Maximize the standards
Knowing the standards in your industry is one of the fundamentals that will keep you competitive. It will help you identify areas of weaknesses, see your strengths and notice any opportunities the company may have. So what are some of the standards you need to keep up with regarding your industry, and where do you need to focus your energy to remain competitive is a good question. There are many places to focus on, and each one will provide you with some insight and give you something to measure against. Having something to measure against gives you a standard to compare your company to, and two great ones are gross and net profits. These industry standards tell you if you are doing ok and meeting the norm for that industry. This is important for small businesses because they need to know that they are making the money they are supposed to make and are competitive within their industry.
The gross profits or gross margin is the remaining money from the total sales revenue after subtracting the costs of goods sold (COGS). The COGS are just that, the cost of what it takes to make your products or provide your service. The COGS typically includes the materials and labor it takes to make the final product. The word gross tells us that no other expenses have been taken from the total revenue at this time and lets you know what is left over to pay additional costs. The gross profit does not directly tell you your overall profit, but is a significant number to examine and compare to industry standards. We suggest that you segment out your COGS to get a better set of numbers to analyze and look at it as percentages of total revenue. Comparing this to industry standards is very important. It can tell you if you are competitively priced, paying too much for the raw material, your levels of waste from the raw material and labor, and how efficient you are in making your product. When looking at a profit and loss statement, it can tell you if you are sitting on too much inventory and have a poor turnover or bad purchasing patterns. This is because a P&L does not account for inventory on hand. Having high inventory means having money on the shelf, lowering your cash flow, and limiting other opportunities where that money can be doing something else or making you more money. The gross margin's nature allows an owner to see how well they are doing operationally compared to an industry standard and where they need to focus efforts in the operations to be better and more profitable.

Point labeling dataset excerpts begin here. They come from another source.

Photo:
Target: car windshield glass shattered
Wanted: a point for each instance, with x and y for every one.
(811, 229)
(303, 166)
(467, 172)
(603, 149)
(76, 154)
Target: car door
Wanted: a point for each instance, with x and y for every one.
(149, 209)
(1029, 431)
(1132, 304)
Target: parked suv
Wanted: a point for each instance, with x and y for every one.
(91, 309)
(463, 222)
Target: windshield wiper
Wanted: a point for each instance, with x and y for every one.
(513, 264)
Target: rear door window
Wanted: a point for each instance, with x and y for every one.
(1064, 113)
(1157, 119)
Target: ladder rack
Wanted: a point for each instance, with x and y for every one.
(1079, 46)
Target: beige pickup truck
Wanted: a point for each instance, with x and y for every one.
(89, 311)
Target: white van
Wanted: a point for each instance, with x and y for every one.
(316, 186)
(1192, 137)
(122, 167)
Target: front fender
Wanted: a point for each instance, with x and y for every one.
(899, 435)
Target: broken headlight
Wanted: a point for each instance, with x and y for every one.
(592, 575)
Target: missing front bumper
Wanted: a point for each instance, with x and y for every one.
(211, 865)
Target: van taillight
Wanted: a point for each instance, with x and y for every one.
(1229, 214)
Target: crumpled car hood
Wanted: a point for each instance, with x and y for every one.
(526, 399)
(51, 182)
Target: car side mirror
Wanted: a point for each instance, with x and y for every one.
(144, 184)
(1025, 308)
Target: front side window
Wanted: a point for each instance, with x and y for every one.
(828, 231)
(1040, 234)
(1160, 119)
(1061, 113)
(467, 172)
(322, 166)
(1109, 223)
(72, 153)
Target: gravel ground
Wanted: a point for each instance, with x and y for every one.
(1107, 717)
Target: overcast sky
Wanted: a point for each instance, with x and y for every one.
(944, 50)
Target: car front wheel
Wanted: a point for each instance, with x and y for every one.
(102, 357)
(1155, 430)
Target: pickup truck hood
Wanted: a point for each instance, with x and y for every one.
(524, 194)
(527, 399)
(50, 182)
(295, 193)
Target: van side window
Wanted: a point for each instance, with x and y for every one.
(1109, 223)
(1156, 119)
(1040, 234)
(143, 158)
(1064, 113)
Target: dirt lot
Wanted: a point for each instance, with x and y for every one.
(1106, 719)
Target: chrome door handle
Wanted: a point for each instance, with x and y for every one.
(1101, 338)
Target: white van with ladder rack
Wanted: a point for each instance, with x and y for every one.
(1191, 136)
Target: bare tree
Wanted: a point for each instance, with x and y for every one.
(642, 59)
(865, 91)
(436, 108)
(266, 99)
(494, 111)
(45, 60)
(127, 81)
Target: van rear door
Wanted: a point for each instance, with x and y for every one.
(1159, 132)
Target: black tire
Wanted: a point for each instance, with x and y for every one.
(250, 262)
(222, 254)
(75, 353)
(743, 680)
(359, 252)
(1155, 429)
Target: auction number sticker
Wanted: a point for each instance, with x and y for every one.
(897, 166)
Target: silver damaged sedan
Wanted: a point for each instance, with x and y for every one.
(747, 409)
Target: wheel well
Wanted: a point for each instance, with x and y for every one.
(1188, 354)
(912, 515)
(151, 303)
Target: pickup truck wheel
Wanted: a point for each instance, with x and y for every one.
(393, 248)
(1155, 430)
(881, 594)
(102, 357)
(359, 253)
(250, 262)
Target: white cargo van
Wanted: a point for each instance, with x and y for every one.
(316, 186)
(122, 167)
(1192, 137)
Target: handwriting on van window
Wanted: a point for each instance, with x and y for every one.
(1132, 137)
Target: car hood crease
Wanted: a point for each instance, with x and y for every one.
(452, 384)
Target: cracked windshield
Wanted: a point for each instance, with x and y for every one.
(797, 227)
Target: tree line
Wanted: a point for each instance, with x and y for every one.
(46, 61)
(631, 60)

The net profits are the bottom line or the company's money when all expenses have subtracted from the total revenue. This needs to include the owner's pay if you are a sole proprietor. When it comes to industry standards, the problem is that not all data takes the owner's salary into account and gives some skewed results, but it still provides us with a percentage to compare to and make decisions. Here at AGDA, we typically advise that net profits be as low as possible after knowing a company is meeting the industry standards, because that means that the company is spending money on itself to better the company. That is why it is key to be competitive with industry standards. It tells you that the company is making the correct money and can do other things. Your net profits are what is leftover. That money is what can be used to expand your company or reinvested back into the company to make the company, product, experience, or presence better. It can also be used to beef up cash on hand for additional opportunities. If this number is below the industry standards and all other areas are in line, it tells us that sales levels are typically not sufficient, and focus needs to be on increasing sales or why the sales are not enough. It can also tell us that costs between gross and net profits are too high or not in line with current norms. Every situation is different, but you want to be able to compare to the industry standard to see if you have a sustainable business and if line items are appropriate.
We have to remember that meeting industry standards are measurables that let you know where you stand compared to others in your industry. Operating within the industry norm tells you your performance against the norm, but these numbers can change with innovation and markets. If you can find innovation, you can increase your gross profits. For example, when Ford introduced the assembly line, an innovation was found and increased production time and lowered labor costs, giving a better gross profit, allowing the company to have more opportunities with the remaining cash. On the other hand, when the cost of a product goes up but a market does not allow for the sale price to match or revenue decrease due to an economic situation, and a business does not adapt to meet the industry standard, both the gross profits and net profits decrease. Overall if you know your industry standards and can meet them, you can then make decisions faster to stay ahead of what may happen. You can also find ways to make your company more profitable, whether through reinvestment or increased cash on hand to be used and distributed as the company deems appropriate. Most importantly, you know that you are making the money you are supposed to be making.